The process of building schemes kinship lexical and statistical data will be considered more detail at a specific example of Nostratic languages in the next chapter. The graphic-analytical method can find application not only in linguistics, but also in other science branches where correlation between the large number of common characteristics of different objects and distances between objects in the space (optionally even in two-dimensional) is present. This method has been tested, for example, by statistical data of Fedorov-Davydov (FEDOROV-DAVYDOV, G.A, 1987) who considered a number of common features of ornamental compositions of Central Asian ceramics produced several artists who lived in different parts of Panjakent. As the artistic interaction masters was the stronger the closer they lived together, it became possible to determine the location of their shops in the city. Of course, these data can not be checked, as it is unknown where the master lived in reality, but the possibility of building is already a testament to the effectiveness of a particular method.
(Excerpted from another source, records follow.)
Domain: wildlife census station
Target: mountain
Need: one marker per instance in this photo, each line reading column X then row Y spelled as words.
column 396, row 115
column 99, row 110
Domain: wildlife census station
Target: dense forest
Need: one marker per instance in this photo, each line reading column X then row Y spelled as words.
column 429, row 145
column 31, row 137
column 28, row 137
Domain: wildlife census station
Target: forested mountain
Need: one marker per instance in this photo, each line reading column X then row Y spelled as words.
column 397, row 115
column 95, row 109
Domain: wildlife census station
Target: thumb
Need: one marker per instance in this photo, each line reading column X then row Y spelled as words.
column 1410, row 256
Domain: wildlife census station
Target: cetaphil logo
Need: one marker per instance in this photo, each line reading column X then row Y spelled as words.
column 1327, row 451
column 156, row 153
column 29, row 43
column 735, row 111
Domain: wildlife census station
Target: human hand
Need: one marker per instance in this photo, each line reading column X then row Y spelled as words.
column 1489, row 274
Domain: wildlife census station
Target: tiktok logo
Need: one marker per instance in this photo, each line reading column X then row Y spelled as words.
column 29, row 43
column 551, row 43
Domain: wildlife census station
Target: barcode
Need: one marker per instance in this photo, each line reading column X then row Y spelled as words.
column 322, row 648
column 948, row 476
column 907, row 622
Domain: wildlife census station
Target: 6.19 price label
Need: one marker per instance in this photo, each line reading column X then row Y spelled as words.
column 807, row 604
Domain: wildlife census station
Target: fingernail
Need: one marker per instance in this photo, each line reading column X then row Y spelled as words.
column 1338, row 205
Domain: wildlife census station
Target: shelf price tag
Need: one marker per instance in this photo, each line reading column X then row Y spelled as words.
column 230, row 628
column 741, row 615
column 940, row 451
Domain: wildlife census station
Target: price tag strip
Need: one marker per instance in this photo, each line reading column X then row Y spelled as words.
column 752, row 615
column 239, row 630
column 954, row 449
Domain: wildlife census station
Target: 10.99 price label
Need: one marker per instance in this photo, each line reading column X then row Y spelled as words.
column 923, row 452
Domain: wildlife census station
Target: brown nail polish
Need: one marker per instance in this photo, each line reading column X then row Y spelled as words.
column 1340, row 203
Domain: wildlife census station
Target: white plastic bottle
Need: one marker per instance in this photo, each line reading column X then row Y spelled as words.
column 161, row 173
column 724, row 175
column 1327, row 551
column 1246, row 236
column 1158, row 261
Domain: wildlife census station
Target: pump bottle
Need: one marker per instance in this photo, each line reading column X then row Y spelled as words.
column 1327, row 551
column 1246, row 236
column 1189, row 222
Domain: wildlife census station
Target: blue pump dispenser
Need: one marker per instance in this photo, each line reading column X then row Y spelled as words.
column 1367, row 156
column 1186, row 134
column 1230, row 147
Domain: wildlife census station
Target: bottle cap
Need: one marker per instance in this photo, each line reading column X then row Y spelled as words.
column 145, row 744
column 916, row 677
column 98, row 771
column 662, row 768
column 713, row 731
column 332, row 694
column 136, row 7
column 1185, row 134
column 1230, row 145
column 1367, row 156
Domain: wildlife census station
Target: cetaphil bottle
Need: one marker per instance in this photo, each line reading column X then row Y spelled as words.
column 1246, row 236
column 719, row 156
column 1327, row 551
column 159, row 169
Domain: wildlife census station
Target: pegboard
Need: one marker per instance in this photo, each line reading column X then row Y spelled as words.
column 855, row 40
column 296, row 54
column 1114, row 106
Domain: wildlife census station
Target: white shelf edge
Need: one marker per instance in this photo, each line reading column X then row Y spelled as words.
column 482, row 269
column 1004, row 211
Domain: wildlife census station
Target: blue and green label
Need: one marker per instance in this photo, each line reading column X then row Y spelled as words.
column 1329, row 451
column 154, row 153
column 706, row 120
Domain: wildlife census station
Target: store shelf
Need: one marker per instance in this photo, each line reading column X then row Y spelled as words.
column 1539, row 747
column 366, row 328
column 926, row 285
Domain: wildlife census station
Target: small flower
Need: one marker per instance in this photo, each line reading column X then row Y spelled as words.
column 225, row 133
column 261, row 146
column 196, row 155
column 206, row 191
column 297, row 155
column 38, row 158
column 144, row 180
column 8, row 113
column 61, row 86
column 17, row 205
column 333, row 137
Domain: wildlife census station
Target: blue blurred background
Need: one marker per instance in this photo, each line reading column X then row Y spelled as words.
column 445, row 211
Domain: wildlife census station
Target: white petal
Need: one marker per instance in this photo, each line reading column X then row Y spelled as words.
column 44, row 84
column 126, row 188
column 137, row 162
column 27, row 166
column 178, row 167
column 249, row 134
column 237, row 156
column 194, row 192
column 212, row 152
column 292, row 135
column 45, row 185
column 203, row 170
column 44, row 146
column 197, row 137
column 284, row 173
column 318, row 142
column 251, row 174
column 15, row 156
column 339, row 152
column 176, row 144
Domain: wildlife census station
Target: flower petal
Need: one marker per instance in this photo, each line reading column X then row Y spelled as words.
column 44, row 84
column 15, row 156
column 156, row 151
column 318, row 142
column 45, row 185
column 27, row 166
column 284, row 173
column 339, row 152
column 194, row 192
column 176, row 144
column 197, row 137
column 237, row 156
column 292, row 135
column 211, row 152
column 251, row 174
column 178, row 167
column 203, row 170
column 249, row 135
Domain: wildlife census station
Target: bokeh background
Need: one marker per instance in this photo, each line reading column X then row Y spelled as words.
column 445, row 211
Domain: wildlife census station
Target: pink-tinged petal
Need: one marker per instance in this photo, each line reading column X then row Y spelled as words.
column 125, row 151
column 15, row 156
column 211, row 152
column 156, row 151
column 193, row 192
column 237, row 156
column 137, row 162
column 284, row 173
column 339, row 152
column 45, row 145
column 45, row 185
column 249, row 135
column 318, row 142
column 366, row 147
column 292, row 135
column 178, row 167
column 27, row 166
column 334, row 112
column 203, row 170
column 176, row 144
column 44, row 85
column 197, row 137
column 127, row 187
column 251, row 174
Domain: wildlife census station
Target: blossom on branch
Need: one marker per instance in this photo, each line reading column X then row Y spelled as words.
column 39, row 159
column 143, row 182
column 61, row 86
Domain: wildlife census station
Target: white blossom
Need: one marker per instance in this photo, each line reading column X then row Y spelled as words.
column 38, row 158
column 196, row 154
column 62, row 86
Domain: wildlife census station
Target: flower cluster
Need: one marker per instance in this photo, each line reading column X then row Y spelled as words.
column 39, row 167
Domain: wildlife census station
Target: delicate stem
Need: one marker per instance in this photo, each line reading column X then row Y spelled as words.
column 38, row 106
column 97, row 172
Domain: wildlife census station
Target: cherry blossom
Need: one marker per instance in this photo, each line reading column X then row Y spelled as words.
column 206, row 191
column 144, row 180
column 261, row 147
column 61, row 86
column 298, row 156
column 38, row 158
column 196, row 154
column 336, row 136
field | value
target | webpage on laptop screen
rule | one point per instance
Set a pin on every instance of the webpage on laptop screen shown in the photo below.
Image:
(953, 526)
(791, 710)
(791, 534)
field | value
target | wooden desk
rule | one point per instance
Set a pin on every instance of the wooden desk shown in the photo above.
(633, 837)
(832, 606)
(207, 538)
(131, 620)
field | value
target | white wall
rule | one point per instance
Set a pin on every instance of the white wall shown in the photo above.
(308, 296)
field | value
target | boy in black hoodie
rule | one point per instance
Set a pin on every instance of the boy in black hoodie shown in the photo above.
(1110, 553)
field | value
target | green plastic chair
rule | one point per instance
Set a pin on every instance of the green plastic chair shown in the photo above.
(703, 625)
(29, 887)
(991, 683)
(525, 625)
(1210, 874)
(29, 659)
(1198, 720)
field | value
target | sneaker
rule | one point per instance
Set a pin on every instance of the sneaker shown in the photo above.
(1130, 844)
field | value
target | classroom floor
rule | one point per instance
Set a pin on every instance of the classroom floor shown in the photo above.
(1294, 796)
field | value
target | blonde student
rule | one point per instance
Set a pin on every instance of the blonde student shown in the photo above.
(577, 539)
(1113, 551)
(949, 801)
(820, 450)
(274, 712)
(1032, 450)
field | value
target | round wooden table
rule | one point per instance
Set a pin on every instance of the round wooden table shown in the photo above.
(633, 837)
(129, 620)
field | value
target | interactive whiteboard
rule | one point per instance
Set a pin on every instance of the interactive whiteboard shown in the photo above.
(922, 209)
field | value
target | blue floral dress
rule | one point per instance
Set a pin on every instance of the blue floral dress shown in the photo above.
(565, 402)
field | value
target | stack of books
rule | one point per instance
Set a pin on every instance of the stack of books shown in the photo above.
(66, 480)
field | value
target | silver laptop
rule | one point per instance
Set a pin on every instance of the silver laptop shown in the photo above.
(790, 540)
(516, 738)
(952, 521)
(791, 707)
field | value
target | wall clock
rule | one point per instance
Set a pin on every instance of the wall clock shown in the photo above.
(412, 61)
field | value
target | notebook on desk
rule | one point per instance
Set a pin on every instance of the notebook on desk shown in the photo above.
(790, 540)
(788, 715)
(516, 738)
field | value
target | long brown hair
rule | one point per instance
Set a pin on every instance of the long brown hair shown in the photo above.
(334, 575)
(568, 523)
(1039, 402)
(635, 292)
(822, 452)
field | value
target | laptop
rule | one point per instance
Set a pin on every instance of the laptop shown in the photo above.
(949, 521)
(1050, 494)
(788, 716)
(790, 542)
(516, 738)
It is necessary to emphasize that graphical-analytical method is effective only in the processing of the absolute values or related to a single common one. The assignment of the common features between two objects to their total amount in these languages or one of them can not sufficiently describe these two objects, since the total number of features of any object depends on the location of other objects. Marginal items have a lower number of common features being characterized for this association, and already this characterizes their peripheral position. When we take this reduced value for the denominator, it artificially increases the ratio. This does not imply that marginal objects have less features. They can have them even more, but part of them may belong not to the studied association but the next one.